Hierarchical Reinforcement Learning for Precise Soccer Shooting Skills using a Quadrupedal Robot
This addresses the challenge of combining motion control and planning for dynamic legged robots in real-world tasks, but it is incremental as it applies existing hierarchical methods to a specific domain.
The paper tackled the problem of enabling a quadrupedal robot to perform precise soccer shooting skills in the real world by proposing a hierarchical reinforcement learning framework, resulting in the robot accurately shooting a ball to random targets.

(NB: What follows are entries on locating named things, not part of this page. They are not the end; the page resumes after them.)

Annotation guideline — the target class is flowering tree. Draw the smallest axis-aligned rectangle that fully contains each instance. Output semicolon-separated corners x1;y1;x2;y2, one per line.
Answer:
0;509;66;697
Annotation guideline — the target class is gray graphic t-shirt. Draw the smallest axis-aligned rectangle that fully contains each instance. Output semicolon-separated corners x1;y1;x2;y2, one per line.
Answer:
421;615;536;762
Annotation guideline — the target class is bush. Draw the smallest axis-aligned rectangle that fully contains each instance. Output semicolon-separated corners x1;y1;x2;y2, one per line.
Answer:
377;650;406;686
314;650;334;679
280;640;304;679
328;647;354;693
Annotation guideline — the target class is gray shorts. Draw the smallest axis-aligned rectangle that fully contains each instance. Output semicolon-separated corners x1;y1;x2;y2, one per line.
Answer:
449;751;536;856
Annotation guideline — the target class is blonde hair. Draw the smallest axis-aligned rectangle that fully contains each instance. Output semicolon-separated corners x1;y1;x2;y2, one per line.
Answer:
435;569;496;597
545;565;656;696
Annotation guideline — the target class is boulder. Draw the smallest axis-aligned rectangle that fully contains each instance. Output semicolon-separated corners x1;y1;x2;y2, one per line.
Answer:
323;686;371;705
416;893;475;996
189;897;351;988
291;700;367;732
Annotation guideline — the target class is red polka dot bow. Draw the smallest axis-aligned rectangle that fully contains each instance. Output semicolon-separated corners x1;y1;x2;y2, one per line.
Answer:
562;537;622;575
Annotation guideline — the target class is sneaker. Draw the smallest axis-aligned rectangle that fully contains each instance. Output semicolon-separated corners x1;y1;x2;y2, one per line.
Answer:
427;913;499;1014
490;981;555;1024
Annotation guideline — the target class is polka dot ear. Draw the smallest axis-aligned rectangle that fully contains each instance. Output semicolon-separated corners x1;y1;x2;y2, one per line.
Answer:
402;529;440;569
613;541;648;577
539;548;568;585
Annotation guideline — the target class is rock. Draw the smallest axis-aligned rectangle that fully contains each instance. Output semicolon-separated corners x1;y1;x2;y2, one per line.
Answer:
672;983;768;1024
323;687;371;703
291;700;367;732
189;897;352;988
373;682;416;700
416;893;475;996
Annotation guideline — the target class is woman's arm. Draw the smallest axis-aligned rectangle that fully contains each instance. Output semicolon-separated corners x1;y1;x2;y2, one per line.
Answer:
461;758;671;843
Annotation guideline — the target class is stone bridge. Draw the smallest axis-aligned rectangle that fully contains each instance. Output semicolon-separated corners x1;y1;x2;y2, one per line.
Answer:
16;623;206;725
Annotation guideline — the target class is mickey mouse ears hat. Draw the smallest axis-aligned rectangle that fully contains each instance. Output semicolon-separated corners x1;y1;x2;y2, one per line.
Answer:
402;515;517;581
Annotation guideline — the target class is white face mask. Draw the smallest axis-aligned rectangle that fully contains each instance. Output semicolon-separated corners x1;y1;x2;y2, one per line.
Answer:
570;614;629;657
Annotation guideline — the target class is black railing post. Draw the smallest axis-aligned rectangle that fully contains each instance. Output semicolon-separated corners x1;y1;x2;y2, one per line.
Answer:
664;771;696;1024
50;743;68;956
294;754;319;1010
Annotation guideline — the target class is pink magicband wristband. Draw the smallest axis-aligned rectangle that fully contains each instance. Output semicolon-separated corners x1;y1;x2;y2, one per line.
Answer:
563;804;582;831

We address the problem of enabling quadrupedal robots to perform precise shooting skills in the real world using reinforcement learning. Developing algorithms to enable a legged robot to shoot a soccer ball to a given target is a challenging problem that combines robot motion control and planning into one task. To solve this problem, we need to consider the dynamics limitation and motion stability during the control of a dynamic legged robot. Moreover, we need to consider motion planning to shoot the hard-to-model deformable ball rolling on the ground with uncertain friction to a desired location. In this paper, we propose a hierarchical framework that leverages deep reinforcement learning to train (a) a robust motion control policy that can track arbitrary motions and (b) a planning policy to decide the desired kicking motion to shoot a soccer ball to a target. We deploy the proposed framework on an A1 quadrupedal robot and enable it to accurately shoot the ball to random targets in the real world.